From the bhikkhus’ point of view, such partial preservation of the teachings is understandable. Immediately after the Buddha’s death, senior bhikkhus found that their most urgent need was to retain unity and discipline among themselves. With their community expanding, different views and practices were emerging from within and demanded action. The first major council, held just three months after the Buddha passed away, was prompted in part by the unruly behavior of some bhikkhus. In this situation, repeated emphasis on the Buddha’s advice to bhikkhus was urgent. And the ordained disciples who memorized Pali suttas for preservation seem to have added, modified, and dropped many suttas in order to stress the disciplines for their own community.

This approach, however, altered the overall appearance of the Buddha’s teaching. In the preserved Sutta Pitaka, instructions for bhikkhus seem more prominent, and the guidance of the lay community more obscure. A reader might consequently assume, mistakenly, that the Buddha ignored his lay disciples.

The method of grouping the suttas also made the Buddha’s speeches for the lay community appear less important. At the first Sangha council, many suttas were categorized according to length. The Buddha’s long dialogues were grouped in the Digha Nikaya, literally “the section of long discourses.” Hundreds of shorter suttas were placed in the Majjhima Nikaya, the section for middle-length sayings. Thousands of other suttas were arranged according to a numerical order in the Anguttara Nikaya. For example, any discourses that explained two causes, two effects, two kinds of individuals, and so on were grouped under “Number Two.” Sub-numerical headings were also added to further organize the division.

This categorization of the discourses was clearly based on their external appearance, not on their content. As a result, the Buddha’s speeches to the lay community are found thinly scattered throughout the Sutta Pitaka.

Moreover, most suttas related to lay life were separated from similar suttas and placed among hundreds of suttas intended for the ordained disciples. This arrangement, again, makes the advice for lay life seem insignificant and contradictory. And to the modern reader, the recurring concept of dissatisfaction may still seem to be the Buddha’s universal philosophy for all people.

Modern Misinterpretations

Some writers and translators in recent history have become caught in this confusion, thinking mistakenly that the path the Buddha recommended for ordained disciples was his teaching for everyone. In the aftermath of that misunderstanding, such concepts as “Buddhist pessimism” emerged.
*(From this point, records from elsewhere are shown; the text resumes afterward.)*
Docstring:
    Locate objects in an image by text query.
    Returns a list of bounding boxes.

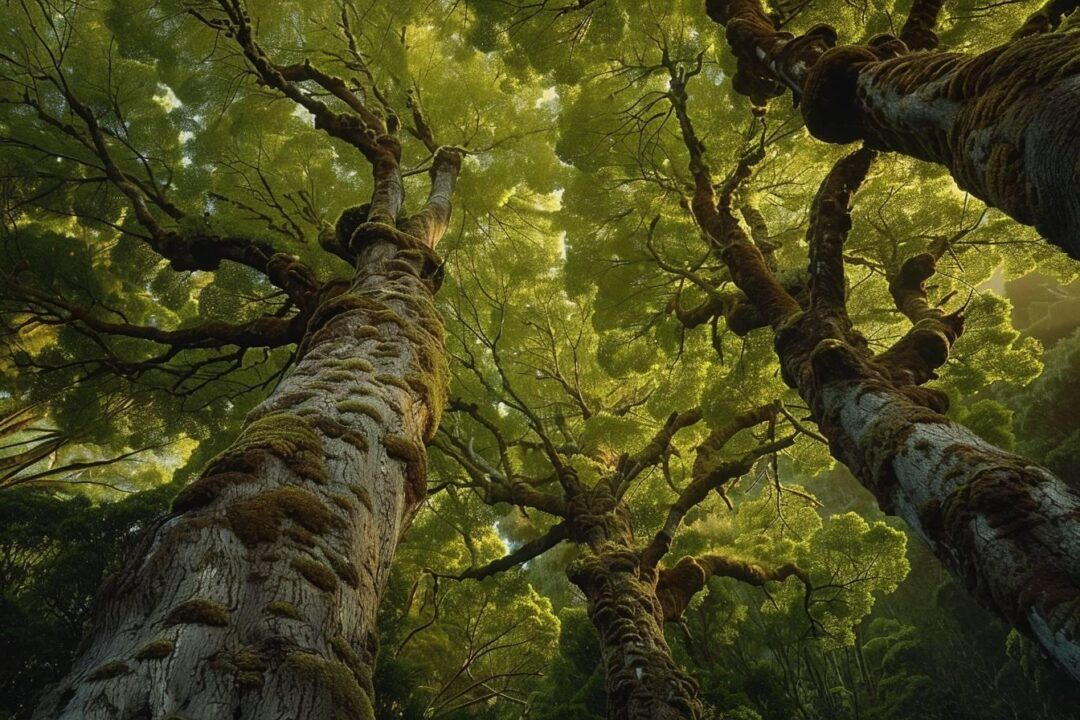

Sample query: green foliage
[0,0,1080,720]
[0,487,171,718]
Arthur Schopenhauer, the renowned German thinker, reportedly formed his theory of pessimism after reading the few Buddhist texts available to him in translation. Expressing his appreciation of the Buddha, he paved the way for critics to compare his philosophy to the Buddha’s. As a result, “Buddhist pessimism” earned recognition in the Western world alongside Schopenhauer’s theory of pessimism.
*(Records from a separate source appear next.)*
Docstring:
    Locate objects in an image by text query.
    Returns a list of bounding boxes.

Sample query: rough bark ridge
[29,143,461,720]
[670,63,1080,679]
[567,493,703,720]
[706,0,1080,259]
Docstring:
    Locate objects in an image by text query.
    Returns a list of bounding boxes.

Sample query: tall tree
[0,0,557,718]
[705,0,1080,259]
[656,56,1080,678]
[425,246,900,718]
Further, almost every translator of suttas rendered the recurrent keyword dukkha as “suffering,” and had readers believing that the Buddha regarded worldly life as miserable. However, dukkha indicates the insatiable nature of the human mind, not merely so-called suffering. The Buddha employed this word for the purpose of directing the bhikkhus toward nibbana—and not for the instruction of his lay disciples.
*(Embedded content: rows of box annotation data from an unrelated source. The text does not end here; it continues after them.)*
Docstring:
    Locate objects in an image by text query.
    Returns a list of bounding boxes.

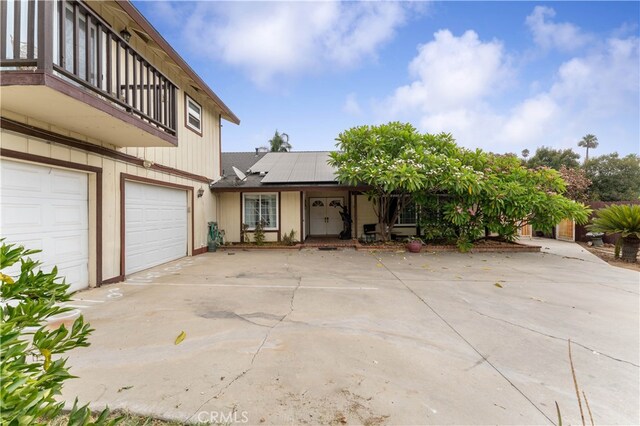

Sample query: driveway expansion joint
[376,258,556,425]
[470,309,640,368]
[186,255,302,422]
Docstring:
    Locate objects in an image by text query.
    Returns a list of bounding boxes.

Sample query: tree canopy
[330,122,587,246]
[526,146,580,170]
[329,122,459,240]
[578,133,599,163]
[269,130,291,152]
[584,152,640,201]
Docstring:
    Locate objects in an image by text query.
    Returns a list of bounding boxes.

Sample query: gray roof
[251,152,336,183]
[212,151,338,190]
[222,152,267,176]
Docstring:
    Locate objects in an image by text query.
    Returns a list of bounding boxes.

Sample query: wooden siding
[556,219,575,241]
[217,192,242,242]
[0,129,215,280]
[280,191,301,241]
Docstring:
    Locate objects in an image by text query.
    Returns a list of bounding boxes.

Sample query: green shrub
[253,220,265,246]
[282,229,298,246]
[0,240,118,426]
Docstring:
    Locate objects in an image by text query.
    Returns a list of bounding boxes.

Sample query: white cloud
[391,30,510,113]
[526,6,591,51]
[342,93,362,116]
[378,30,512,146]
[377,12,640,152]
[184,2,416,86]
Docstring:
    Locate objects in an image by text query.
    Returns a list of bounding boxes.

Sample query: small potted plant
[407,237,422,253]
[587,232,604,247]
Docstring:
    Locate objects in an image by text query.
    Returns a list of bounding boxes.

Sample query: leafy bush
[253,220,265,246]
[0,240,118,426]
[282,229,298,246]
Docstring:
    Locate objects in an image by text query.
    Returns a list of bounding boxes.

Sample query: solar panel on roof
[251,152,335,183]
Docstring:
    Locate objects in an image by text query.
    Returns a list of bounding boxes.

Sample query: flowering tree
[443,151,589,245]
[329,122,459,241]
Worst of all, hundreds of books written about the Buddha’s teachings identify his instructions for the ordained community as the central teaching for the entire Buddhist community. This misconception has led to the common assumption that the Buddha discounted worldly life and scorned its happiness.

Uncovering the Truth

Closer attention to the Sutta Pitaka would make it clear that the Buddha’s teaching for the layperson is more secular than most people expect it to be. We find in the Sutta Pitaka more than one hundred discourses, ranging from long dialogues to short utterances, dealing exclusively with lay life. The following chapters will focus on these suttas in order to clarify the Buddha’s attitude toward worldly life and to elucidate his guidance of the layperson toward success and happiness.